See how a smartphone shockingly outsmarted a quantum computer!

Surprised and Confused Adult Man Looking At Smartphone (© Prostock-studio - stock.adobe.com)

NEW YORK — In the high-stakes race to build quantum computers, scientists just discovered something totally unexpected: sometimes these futuristic machines can still be beaten by the device in your pocket! Researchers from the Flatiron Institute in New York have witnessed a monumental event, watching a regular computer powering a smartphone outthink a next-gen quantum computer.

This David-versus-Goliath upset is teaching us fascinating new things about how quantum systems behave. Earlier this year, researchers at the Flatiron Institute’s Center for Computational Quantum Physics (CCQ) used ordinary computers to solve a complex quantum problem that IBM claimed could only be tackled by their sophisticated quantum computer. Even more surprisingly, the solution was so efficient it could run on a smartphone.

“We didn’t really introduce any cutting-edge techniques,” says lead researcher Joseph Tindall in a media release. “We brought a lot of ideas together in a concise and elegant way that made the problem solvable. It was a method that IBM had overlooked and was not easily implemented without well-written software and codes.”

An illustration of a quantum system that was simulated by both classical and quantum computers. The highlighted sections show how the influence of the system’s components is confined to nearby neighbors. (Credit: Lucy Reading-Ikkanda/Simons Foundation)

Now, the new study published in Physical Review Letters, Tindall and his colleague Dries Sels have revealed why this quantum puzzle turned out to be surprisingly simple to crack. The answer involves a fascinating phenomenon called “confinement” that keeps quantum particles corralled like invisible sheep in a pen.

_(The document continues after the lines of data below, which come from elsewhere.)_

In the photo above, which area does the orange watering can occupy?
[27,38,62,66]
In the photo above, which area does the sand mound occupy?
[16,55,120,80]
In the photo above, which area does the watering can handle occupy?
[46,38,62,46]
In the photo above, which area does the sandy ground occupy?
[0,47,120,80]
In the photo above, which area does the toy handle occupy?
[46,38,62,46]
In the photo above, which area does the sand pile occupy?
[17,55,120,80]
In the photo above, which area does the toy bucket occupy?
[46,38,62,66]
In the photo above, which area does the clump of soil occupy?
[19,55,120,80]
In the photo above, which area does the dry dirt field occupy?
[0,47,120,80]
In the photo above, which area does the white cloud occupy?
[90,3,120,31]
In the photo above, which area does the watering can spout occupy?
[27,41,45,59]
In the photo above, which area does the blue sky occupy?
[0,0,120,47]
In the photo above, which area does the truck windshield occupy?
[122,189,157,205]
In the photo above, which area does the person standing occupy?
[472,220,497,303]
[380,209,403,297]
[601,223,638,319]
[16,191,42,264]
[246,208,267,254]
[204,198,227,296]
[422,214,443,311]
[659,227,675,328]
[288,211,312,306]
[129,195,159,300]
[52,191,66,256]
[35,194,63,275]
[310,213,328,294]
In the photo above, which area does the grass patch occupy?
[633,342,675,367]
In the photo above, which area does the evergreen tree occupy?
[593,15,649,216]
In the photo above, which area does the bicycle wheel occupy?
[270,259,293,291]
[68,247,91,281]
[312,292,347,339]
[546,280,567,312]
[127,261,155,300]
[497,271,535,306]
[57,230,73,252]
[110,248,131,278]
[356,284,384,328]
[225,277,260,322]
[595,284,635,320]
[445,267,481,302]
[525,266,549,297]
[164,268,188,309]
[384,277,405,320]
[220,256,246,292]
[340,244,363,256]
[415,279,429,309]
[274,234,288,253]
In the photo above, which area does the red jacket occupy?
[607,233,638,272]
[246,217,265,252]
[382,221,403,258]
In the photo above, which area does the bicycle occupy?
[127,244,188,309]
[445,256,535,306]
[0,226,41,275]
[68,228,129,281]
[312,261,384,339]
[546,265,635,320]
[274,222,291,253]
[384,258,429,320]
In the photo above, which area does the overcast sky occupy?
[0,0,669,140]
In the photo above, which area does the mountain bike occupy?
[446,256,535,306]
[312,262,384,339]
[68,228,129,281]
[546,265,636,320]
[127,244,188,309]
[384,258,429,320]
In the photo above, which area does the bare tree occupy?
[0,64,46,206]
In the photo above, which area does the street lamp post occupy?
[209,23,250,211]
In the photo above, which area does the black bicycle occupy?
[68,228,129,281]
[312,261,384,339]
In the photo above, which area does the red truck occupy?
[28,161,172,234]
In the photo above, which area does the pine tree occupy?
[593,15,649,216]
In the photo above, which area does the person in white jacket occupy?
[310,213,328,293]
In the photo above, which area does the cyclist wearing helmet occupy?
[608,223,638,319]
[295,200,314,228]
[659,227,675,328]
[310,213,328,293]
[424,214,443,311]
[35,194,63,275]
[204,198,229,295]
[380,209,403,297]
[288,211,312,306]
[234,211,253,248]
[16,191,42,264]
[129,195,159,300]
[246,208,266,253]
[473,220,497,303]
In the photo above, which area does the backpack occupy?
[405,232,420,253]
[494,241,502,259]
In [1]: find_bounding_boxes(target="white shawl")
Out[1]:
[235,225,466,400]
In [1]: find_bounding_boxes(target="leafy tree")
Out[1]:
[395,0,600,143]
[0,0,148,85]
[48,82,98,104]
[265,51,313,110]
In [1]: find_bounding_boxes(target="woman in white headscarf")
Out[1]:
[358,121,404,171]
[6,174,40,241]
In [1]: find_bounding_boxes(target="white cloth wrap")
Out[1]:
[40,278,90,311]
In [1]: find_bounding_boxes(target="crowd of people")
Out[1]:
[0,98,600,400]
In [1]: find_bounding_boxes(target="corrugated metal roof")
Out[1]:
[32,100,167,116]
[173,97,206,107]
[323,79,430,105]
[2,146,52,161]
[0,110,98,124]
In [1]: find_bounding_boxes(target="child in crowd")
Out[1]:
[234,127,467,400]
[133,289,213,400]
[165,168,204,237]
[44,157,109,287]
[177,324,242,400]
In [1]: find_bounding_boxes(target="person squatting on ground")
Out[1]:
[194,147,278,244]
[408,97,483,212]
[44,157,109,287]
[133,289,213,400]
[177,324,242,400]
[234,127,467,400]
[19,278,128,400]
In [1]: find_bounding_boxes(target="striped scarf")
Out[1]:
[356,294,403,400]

The original challenge involved simulating how an array of tiny magnets evolves over time when exposed to magnetic fields. These quantum magnets can exist in multiple states simultaneously – pointing both up and down at once, unlike regular magnets on your refrigerator. Typically, such quantum systems quickly become extremely complex as the magnets become “entangled” with each other, making them nearly impossible to simulate on classical computers.

“There is some boundary that separates what can be done with quantum computing and what can be done with classical computers,” Tindall explains. “At the moment, that boundary is incredibly blurry. I think our work helps clarify that boundary a bit more.”

What the researchers discovered was that the honeycomb-like arrangement of the magnets naturally creates an energy barrier that prevents large-scale entanglement from developing. Confinement essentially keeps the quantum system well-behaved and predictable, much like a playground fence keeps children from wandering too far.

“In this system, the magnets won’t just suddenly scramble up; they will actually just oscillate around their initial state, even on very long timescales,” says Tindall. “It is quite interesting from a physics perspective because that means the system remains in a state which has a very specific structure to it and isn’t just completely disordered.”

This discovery has significant implications for quantum computing. When quantum particles remain confined, they’re easier to control and simulate, which could lead to more reliable quantum computers and new ways to test quantum systems using classical computers.

An infographic explaining the quantum system a classical computer solved faster than a quantum computer could. (Credit: Lucy Reading-Ikkanda/Simons Foundation)

Paper Summary

Methodology

The researchers used sophisticated mathematical modeling to simulate an infinite grid of quantum magnets. Their approach, called “infinite tensor network states optimized with belief propagation” (BP-iTNS), allowed them to track how the magnets behave when disturbed by magnetic fields. By identifying different types of confined particle patterns, they could predict and explain the system’s stable oscillations.

Key Results

The study revealed that quantum confinement naturally emerges in this two-dimensional system, keeping the quantum particles organized in predictable patterns. This explains why classical computers could simulate the system so effectively – the confinement prevented the explosion of complexity that usually makes quantum systems hard to simulate. The researchers developed a mathematical model that accurately predicted the system’s behavior, matching their computer simulations.

Study Limitations

While this study focuses on a specific type of quantum system arranged in a honeycomb pattern, the researchers believe their findings could apply to other two-dimensional quantum systems. However, more research is needed to confirm this broader application. The simulation methods, while highly effective for this system, may not work as well for quantum systems that don’t exhibit confinement.

Discussion & Takeaways

This research helps clarify the boundary between what classical and quantum computers can achieve. The discovery of confinement in two-dimensional quantum systems provides new tools for testing and benchmarking quantum simulations. Previously, this type of confinement had only been observed in one-dimensional quantum systems, making this finding particularly significant for the field.

Funding & Disclosures

The research was supported by the Flatiron Institute, a division of the Simons Foundation, and the Air Force Office of Scientific Research (Grant No. FA9550-21-1-0236). The researchers used the publicly available ITENSORNETWORKS.JL software package. No conflicts of interest were declared.